Tulane University to Host Math and Science Institute for Elementary School Teachers
Tulane University and the New Orleans Recovery School District have received a grant to develop and host an intensive summer institute for third and fourth grade math and science teachers July 14-31. At the institute, Tulane faculty will work with elementary teachers to improve their content knowledge and develop new teaching and learning strategies.
Fifty-four third and fourth grade teachers have been accepted into the tuition-free institute where they will work with college-level scientists and mathematicians to increase their subject matter knowledge and conceptual understanding of mathematics and science as defined by the Louisiana Comprehensive Curriculum. Institute participants will focus on their teaching skills through the use of laboratory equipment and workspace, computing facilities, libraries, and other resources available through the university. The teachers will then commit to eight days of additional training over the school year, receiving twenty total days of instruction and earning graduate credit through Tulane"s School of Continuing Studies. The institute will take place at Tulane"s uptown campus and other venues.
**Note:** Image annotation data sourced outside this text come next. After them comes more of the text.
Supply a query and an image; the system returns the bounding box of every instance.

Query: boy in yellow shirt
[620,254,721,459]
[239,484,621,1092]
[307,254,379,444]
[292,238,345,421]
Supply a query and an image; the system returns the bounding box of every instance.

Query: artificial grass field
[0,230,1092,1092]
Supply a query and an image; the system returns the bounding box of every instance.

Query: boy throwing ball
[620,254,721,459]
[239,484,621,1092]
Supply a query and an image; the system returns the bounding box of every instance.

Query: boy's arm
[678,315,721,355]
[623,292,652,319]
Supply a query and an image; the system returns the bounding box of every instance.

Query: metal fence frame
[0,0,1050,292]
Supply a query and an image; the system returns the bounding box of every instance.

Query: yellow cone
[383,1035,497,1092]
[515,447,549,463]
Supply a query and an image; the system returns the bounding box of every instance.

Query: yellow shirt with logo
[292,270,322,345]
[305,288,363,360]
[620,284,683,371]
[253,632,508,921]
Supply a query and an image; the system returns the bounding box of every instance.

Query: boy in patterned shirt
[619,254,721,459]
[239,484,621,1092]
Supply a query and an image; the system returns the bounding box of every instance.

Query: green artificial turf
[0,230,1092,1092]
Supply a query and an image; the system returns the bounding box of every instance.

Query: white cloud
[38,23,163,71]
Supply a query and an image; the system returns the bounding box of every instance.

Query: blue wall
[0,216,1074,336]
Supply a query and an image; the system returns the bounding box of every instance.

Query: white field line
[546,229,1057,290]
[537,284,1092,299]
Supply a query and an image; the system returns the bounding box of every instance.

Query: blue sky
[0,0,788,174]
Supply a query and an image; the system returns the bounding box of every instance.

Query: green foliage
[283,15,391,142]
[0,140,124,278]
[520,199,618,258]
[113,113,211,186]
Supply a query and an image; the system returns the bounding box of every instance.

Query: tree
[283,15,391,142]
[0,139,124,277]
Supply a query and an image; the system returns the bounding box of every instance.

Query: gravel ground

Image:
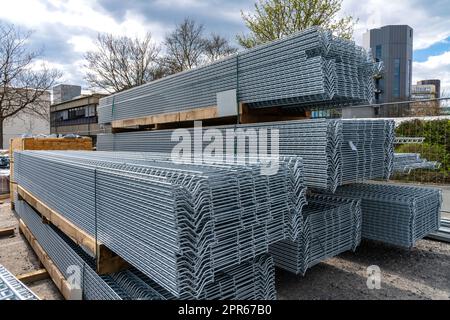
[277,240,450,300]
[0,199,450,300]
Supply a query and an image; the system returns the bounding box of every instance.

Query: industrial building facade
[50,94,107,143]
[363,25,414,103]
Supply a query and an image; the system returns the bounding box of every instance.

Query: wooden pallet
[19,219,81,300]
[16,268,50,285]
[17,186,129,274]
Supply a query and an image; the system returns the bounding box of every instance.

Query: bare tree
[237,0,358,48]
[204,33,237,62]
[85,33,163,93]
[164,18,205,74]
[0,25,61,149]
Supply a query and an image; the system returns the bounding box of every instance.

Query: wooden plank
[16,268,50,284]
[17,186,129,274]
[0,227,16,237]
[19,219,79,300]
[111,106,218,129]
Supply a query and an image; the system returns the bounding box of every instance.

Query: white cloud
[413,51,450,95]
[0,0,165,38]
[67,36,95,53]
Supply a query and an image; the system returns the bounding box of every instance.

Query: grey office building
[363,25,413,103]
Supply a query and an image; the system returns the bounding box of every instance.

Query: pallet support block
[18,186,129,274]
[19,219,82,300]
[16,268,50,284]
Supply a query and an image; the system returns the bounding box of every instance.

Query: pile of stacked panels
[336,184,442,248]
[97,120,395,192]
[394,153,441,174]
[270,194,362,275]
[16,201,275,300]
[0,265,39,301]
[14,151,306,298]
[98,27,381,123]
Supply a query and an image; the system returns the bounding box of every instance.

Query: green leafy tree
[237,0,357,48]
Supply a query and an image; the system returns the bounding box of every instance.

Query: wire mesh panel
[17,201,276,300]
[0,265,39,300]
[15,151,306,298]
[97,119,395,192]
[336,184,442,248]
[270,194,362,275]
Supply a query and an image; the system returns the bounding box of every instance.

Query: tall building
[363,25,413,103]
[2,91,50,149]
[50,90,110,144]
[52,84,81,104]
[411,81,439,100]
[417,79,441,99]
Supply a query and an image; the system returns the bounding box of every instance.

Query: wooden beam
[19,219,79,300]
[16,268,50,284]
[0,227,16,237]
[17,186,129,274]
[111,106,219,129]
[17,186,96,252]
The summer institute, called NOLA SMILE Institute (for Science and Mathematics, Inquiry, Learning and Exploring), is Tulane"s latest endeavor to make education more progressive and effective in New Orleans. Tulane has worked toward the improvement of public education in the past few years, most visibly by partnering with a K-12 school post-Katrina, and with the creation of the Cowen Institute for Public Education Initiatives to support the transformation of public education in New Orleans.
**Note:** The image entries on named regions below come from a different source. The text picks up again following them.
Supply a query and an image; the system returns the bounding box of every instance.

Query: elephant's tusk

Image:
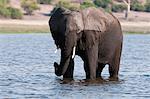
[72,46,76,59]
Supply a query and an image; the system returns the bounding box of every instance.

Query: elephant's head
[49,8,83,76]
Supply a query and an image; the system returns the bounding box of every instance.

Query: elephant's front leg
[86,44,98,79]
[63,58,74,79]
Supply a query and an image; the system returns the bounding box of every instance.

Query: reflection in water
[0,34,150,99]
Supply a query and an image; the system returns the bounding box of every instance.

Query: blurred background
[0,0,150,33]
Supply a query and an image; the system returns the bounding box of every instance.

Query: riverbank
[0,19,150,34]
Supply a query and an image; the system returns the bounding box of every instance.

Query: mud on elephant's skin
[49,8,123,79]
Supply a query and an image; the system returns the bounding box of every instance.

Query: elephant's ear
[83,8,108,32]
[82,8,108,48]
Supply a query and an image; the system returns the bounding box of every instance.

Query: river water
[0,34,150,99]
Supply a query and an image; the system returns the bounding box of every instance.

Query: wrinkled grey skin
[49,8,123,79]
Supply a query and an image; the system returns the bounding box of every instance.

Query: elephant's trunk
[54,47,76,76]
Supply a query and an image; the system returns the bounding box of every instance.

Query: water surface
[0,34,150,99]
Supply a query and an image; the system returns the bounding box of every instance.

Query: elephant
[49,7,123,80]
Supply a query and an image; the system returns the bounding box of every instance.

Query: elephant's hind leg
[96,63,105,78]
[109,46,122,80]
[63,59,74,79]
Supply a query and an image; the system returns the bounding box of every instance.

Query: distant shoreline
[0,19,150,34]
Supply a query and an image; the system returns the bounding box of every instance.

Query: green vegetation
[112,4,127,12]
[21,0,39,15]
[37,0,52,4]
[0,0,22,19]
[7,7,23,19]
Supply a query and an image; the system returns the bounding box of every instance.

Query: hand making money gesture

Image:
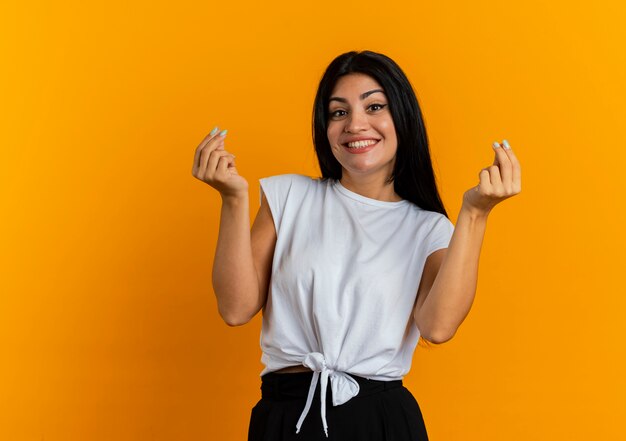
[462,139,522,216]
[191,127,248,197]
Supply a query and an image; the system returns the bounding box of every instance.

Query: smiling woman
[192,51,521,441]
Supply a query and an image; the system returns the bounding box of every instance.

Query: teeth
[348,139,378,148]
At the NOLA SMILE Institute, teachers from public schools as well as charter, parochial and private schools will be represented. In fact, the development of the original NOLA SMILE proposal involved the Recovery School District administration, school leaders from the Recovery District Schools, Lusher Charter public school, the New Orleans Archdiocese, and private school Isidore Newman.
NOLA SMILE is administered by the Recovery School District and Tulane"s Teacher Certification Program, with support from the Tulane School of Science and Engineering, the Tulane School of Continuing Studies, the Tulane Center for Public Service, and the Cowen Institute for Public Education Initiatives. A representative from the Laser Inferometer Gravitational â⬓Wave Observatory, a facility in Livingston, La. dedicated to the detection of cosmic gravitational waves and the harnessing of these waves for scientific research and James MacLaren, a physicist and dean of the Newcomb-Tulane College, provided guidance in the development of the proposal.
NOLA SMILE is funded by a Math Science Partnership grant program of the State Department of Education and the U.S. Department of Education.